Lawyers Will Be Lawyers, Dumping More on Juries Than They Can Process

NOVEMBER 6, 2008

By LESLIE EATON and AMIR EFRATI
Wall Street Journal

DALLAS — When the high-profile prosecution of a Texas charity accused of helping Palestinian terrorists collapsed in a chaotic mistrial here a year ago, there were lots of theories about what went wrong, from government overreaching to a new political climate to a rogue juror.
But there was another problem, according to lawyers who followed the trial: Some jurors were bored and bewildered. They were buried under 197 counts and an avalanche of evidence, including hundreds of documents and dozens of wiretap tapes.

The defense in the Holy Land Foundation case holds that the government’s whole premise is fundamentally wrong, and it looks like some jurors in the original trial may have agreed, acquitting several defendants on most charges.

Yet they deadlocked on the majority of the counts. The case, now being retried in a sparer form, stands as a lesson, lawyers and jury consultants say: Prosecutors can compile a ton of evidence, but whatever its merit, presentation and pacing are crucial. When jurors can’t reach a decision one way or the other, time, effort and taxpayer dollars go to waste.

It’s an occupational hazard: Lawyers, being lawyers, are loath to leave out a single stone of the fortress of evidence they are building, lest it prove to have been the keystone. Prosecutors are tempted to anticipate and counter every argument the defense might make. They sometimes forget that they are also storytellers, who by trade rely on judicious selection — and omission.

“You think, ‘This sounds so great,’ but you’ve added six weeks to the trial,” says Andrew C. McCarthy, who successfully prosecuted Omar Abdel Rahman, the famous “blind sheik,” for conspiracy in the 1993 bombing of the World Trade Center. In that case, which lasted more than eight months, the trial team met every day to decide what it had already proved and what material it could safely cut, he says.

Jury consultant Robert Hirschhorn offers this trifecta: “A, you have to make it interesting. B, you have to use simple words. C, you need to come up with analogies or examples.”

The danger of overkill is one prosecutors have confronted repeatedly in white-collar cases, including the corporate-accounting and fraud scandals at Cendant Corp., Enron Corp. and Tyco International Ltd.

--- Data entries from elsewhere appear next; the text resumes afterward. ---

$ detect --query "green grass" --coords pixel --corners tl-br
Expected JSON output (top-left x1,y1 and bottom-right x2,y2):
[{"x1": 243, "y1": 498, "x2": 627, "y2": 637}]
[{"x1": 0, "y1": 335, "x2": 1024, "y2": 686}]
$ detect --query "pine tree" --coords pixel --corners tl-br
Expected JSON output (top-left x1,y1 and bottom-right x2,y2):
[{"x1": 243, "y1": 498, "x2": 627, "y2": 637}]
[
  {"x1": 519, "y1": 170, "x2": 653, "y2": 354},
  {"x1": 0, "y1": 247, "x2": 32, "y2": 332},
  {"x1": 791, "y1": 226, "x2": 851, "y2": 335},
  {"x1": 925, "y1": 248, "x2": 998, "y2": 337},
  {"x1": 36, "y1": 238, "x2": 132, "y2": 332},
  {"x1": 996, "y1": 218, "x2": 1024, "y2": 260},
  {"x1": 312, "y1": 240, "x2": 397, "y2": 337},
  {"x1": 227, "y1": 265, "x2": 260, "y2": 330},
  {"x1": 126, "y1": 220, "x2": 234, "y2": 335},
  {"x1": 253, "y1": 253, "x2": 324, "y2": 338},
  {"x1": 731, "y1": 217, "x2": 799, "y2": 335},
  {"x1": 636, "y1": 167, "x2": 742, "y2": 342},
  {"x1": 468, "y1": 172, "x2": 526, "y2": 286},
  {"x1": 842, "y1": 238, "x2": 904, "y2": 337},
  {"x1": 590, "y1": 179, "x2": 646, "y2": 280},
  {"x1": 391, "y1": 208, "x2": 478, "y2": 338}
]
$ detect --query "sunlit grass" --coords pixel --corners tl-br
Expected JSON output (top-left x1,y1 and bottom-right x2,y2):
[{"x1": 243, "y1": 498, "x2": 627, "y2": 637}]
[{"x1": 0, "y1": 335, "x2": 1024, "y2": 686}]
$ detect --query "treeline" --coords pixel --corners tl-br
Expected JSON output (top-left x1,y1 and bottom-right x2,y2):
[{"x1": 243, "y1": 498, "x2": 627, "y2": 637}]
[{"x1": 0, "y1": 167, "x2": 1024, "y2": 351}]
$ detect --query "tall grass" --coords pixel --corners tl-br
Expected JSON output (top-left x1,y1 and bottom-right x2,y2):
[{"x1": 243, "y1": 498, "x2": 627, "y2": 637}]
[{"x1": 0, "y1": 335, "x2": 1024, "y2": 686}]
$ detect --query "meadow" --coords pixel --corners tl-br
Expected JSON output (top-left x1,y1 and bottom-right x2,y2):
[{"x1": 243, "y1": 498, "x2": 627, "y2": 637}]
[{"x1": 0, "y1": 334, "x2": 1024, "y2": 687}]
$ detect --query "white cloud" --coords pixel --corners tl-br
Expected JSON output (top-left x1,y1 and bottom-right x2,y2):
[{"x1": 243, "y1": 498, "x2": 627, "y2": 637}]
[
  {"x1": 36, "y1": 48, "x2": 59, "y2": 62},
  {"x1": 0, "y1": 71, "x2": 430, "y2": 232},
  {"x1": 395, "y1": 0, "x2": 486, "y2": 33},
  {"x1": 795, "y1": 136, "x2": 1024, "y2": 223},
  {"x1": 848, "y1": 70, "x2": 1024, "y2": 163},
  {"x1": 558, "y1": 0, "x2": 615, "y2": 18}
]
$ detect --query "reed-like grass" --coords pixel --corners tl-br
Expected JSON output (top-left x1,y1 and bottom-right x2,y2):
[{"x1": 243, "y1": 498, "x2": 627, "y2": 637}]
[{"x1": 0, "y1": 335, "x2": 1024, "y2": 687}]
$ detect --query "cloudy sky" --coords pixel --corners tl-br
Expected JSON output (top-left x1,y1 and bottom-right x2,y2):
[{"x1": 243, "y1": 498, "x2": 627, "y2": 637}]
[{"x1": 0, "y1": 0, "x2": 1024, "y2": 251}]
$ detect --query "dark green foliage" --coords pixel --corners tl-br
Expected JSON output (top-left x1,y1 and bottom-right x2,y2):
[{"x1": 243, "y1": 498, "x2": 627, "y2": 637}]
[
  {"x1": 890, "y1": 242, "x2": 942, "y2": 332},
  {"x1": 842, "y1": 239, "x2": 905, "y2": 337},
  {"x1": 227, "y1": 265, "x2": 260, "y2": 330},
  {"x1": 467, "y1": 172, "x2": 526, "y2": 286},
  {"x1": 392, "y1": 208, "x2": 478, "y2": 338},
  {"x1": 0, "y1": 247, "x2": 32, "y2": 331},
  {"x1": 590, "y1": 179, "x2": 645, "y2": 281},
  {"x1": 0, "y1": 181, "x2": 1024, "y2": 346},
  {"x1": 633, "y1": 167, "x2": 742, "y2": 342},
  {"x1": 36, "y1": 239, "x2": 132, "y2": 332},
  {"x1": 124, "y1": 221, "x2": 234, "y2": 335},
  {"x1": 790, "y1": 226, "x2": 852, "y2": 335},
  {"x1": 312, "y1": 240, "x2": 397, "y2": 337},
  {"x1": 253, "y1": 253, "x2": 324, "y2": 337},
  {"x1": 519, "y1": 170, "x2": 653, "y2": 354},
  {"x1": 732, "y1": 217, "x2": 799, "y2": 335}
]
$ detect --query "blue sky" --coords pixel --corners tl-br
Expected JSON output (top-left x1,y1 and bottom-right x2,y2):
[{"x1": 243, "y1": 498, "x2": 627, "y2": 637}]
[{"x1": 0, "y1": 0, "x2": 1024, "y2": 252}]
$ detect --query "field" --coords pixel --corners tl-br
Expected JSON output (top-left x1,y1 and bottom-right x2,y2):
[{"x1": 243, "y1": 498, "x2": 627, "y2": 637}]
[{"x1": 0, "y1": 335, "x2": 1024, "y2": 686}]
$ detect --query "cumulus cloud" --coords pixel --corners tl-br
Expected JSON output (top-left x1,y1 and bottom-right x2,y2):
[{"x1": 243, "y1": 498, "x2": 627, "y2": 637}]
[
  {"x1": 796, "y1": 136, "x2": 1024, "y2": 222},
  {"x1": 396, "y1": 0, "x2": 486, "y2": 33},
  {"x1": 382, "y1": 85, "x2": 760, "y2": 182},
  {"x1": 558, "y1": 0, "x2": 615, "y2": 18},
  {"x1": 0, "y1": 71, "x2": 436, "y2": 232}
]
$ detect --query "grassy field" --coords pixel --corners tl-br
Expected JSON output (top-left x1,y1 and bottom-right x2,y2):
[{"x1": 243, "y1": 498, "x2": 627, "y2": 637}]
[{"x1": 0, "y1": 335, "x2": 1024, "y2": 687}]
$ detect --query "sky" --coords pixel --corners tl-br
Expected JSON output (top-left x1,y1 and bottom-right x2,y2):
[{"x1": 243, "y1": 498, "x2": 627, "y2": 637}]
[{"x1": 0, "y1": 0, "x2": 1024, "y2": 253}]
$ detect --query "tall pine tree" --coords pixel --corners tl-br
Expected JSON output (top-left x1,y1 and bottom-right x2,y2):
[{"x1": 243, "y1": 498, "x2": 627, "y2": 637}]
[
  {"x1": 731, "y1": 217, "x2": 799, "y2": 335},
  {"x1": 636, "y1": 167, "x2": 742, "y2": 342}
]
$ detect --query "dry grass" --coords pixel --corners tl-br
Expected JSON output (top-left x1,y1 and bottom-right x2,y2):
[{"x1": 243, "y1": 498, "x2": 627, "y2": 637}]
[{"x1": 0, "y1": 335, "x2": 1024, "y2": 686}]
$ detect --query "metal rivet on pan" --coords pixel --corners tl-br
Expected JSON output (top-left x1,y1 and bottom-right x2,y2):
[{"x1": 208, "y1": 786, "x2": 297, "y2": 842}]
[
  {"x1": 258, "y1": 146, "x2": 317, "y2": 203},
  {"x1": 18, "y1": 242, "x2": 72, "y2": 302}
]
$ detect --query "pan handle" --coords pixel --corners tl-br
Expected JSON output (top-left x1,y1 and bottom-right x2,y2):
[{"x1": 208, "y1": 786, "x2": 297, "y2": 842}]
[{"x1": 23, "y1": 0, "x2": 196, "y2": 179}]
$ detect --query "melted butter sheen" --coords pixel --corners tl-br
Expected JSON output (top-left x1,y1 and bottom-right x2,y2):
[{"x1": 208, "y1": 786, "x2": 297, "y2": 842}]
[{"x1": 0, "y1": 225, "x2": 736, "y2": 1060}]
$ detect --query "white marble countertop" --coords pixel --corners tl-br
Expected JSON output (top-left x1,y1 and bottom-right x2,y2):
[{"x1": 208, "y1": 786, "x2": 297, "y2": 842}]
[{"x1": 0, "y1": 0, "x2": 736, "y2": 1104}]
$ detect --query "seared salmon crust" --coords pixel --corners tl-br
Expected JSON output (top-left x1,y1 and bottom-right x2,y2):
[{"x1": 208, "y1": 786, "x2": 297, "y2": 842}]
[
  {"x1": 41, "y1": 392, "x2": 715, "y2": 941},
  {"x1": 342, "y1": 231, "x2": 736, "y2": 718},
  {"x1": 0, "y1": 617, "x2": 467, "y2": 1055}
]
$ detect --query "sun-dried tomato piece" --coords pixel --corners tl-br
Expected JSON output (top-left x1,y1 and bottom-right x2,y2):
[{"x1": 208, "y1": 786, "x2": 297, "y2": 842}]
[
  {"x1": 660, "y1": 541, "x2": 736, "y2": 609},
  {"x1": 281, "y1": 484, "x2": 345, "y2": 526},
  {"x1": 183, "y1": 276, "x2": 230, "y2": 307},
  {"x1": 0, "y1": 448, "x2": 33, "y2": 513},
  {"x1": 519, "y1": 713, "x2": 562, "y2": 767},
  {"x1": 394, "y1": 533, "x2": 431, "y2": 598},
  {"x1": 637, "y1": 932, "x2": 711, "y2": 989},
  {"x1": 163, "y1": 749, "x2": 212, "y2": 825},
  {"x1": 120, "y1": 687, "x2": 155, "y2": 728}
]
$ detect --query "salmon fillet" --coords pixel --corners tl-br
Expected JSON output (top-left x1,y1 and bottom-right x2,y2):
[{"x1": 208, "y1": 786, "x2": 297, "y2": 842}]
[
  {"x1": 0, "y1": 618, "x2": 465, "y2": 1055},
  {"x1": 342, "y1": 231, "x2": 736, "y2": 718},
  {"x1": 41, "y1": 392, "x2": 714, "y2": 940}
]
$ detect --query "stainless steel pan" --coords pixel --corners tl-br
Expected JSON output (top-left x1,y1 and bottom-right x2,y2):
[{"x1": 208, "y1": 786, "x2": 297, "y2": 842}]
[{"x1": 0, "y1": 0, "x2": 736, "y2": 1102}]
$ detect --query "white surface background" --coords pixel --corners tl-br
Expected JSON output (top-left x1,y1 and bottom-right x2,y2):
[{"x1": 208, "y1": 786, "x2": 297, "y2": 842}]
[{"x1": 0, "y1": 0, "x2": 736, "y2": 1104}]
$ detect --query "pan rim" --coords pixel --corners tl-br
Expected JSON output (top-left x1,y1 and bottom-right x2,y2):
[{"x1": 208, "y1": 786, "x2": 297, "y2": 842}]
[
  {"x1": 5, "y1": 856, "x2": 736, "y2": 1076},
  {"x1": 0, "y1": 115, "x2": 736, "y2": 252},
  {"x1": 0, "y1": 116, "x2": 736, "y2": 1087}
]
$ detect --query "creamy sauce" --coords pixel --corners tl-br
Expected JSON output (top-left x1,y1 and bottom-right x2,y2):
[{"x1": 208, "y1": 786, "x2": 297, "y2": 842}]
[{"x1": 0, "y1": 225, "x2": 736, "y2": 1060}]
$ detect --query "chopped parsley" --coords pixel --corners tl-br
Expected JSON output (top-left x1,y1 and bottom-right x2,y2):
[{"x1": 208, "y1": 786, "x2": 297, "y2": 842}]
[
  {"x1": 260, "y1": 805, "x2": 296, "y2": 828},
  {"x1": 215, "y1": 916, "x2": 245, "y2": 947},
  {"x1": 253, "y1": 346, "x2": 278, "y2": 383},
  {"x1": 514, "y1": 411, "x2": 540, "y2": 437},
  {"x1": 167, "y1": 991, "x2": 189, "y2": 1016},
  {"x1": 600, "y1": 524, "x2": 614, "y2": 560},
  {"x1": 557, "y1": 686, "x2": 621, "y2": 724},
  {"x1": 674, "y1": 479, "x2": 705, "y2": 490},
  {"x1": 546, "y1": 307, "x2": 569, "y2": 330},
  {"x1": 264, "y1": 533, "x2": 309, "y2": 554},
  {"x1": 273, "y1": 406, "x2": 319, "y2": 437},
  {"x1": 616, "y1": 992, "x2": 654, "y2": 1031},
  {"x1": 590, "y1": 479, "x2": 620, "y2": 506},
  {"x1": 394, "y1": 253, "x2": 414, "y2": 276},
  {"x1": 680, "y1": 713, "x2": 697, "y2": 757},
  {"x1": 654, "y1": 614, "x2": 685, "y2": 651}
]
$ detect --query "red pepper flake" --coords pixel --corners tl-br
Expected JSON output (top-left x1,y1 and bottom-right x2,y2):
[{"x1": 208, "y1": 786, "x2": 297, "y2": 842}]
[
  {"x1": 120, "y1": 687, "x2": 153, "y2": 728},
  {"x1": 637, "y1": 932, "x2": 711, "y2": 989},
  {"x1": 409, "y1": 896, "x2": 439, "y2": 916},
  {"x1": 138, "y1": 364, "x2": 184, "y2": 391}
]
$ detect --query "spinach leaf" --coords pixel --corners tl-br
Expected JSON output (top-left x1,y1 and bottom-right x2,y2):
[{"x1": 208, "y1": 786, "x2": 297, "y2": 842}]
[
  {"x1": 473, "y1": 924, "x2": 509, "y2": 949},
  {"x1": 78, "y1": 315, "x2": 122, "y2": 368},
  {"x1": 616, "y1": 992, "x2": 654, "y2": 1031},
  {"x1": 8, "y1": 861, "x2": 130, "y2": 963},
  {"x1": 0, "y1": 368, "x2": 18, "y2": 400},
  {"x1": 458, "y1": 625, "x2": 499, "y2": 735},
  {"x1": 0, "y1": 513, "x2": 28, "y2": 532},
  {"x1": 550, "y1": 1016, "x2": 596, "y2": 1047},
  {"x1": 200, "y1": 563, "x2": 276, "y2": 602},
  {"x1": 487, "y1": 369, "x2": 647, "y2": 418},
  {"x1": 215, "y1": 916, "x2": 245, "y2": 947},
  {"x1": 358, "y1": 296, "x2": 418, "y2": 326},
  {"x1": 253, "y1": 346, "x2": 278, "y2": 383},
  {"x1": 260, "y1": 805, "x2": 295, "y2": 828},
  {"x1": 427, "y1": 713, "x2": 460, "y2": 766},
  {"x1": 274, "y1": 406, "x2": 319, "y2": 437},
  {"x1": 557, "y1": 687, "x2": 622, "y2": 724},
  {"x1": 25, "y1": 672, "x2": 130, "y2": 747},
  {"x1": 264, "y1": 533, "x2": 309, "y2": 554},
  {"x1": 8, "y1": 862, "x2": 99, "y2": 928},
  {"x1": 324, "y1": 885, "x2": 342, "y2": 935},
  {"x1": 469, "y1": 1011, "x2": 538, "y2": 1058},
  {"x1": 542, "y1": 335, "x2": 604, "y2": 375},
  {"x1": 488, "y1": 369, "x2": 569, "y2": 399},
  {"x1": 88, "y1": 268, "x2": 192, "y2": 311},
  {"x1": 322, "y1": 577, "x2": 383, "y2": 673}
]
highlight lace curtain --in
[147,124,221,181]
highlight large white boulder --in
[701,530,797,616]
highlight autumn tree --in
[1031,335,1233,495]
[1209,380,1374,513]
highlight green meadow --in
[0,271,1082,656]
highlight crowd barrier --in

The first trial of Walter Forbes, the former chairman of Cendant, a New Jersey travel and real-estate company, lasted seven months and ended in 2005 in a hung jury.

Mike Martinez, one of a team that took over the Cendant case after the first trial, decided to spend less time describing accounting principles, shorten testimony from his witnesses and remove insider-trading charges, leaving only conspiracy to commit securities fraud and two counts of making false statements. When the second trial also resulted in a hung jury, the prosecution decided to add one more witness who had direct contact with Mr. Forbes during the period of the fraud. The government put on its third case in about 10 days, down from five months in the first trial, and Mr. Forbes was convicted in 2006.

“We had to keep it pretty simple so it would make sense,” says Mr. Martinez, now a defense lawyer. He says prosecutors “should probably spend more time in the editing room before the trial begins, but given time and resource constraints, that is easier said than done.”

Defendants usually aren’t crazy about going through the grueling trial process again, either. But the Holy Land defendants celebrated the mistrial as a vindication, their families and supporters complaining that they had been tried for their political beliefs. One juror told the Associated Press that the case “was strung together with macaroni noodles.”

During the retrial, now in its second month, federal prosecutors are paring away. Neither the prosecution nor the defense can comment on the case, because of a long-running gag order. But lawyers who have followed the case closely generally agree that overcomplexity was probably a factor in the mistrial.

The case was “diffuse and amorphous,” says Peter Margulies, a law professor at Roger Williams University in Rhode Island who studied it and who believes that information supporting the government’s case “was hidden in the mass of evidence dumped on the jury.”

As in the first trial, the government contends that Holy Land’s organizers deliberately funneled money to charities controlled by Hamas, which the U.S. government designated as a terrorist organization in 1995.

But prosecutors have dropped some charges and added some witnesses — still managing to shorten their presentation by several weeks. They have reorganized the many exhibits, adding posters and PowerPoint slides to help the jury navigate the unfamiliar world of Palestinian charities.

Lawyers for the five individual defendants, who face long prison terms if convicted, have added new witnesses of their own. They continue to argue that their clients were supporting charities that aided impoverished Palestinians, as required by their religious beliefs, not trying to assist Hamas.

Jurors will still have to wade through reams of evidence. Even believers in the government’s case, like Steven Emerson, the founder of the Investigative Project on Terrorism, a research group, say they’re not sure how it will turn out but that the presentation “is much more straightforward” now.
“There’s less of the clatter that clogged up the narrative last time around,” he says.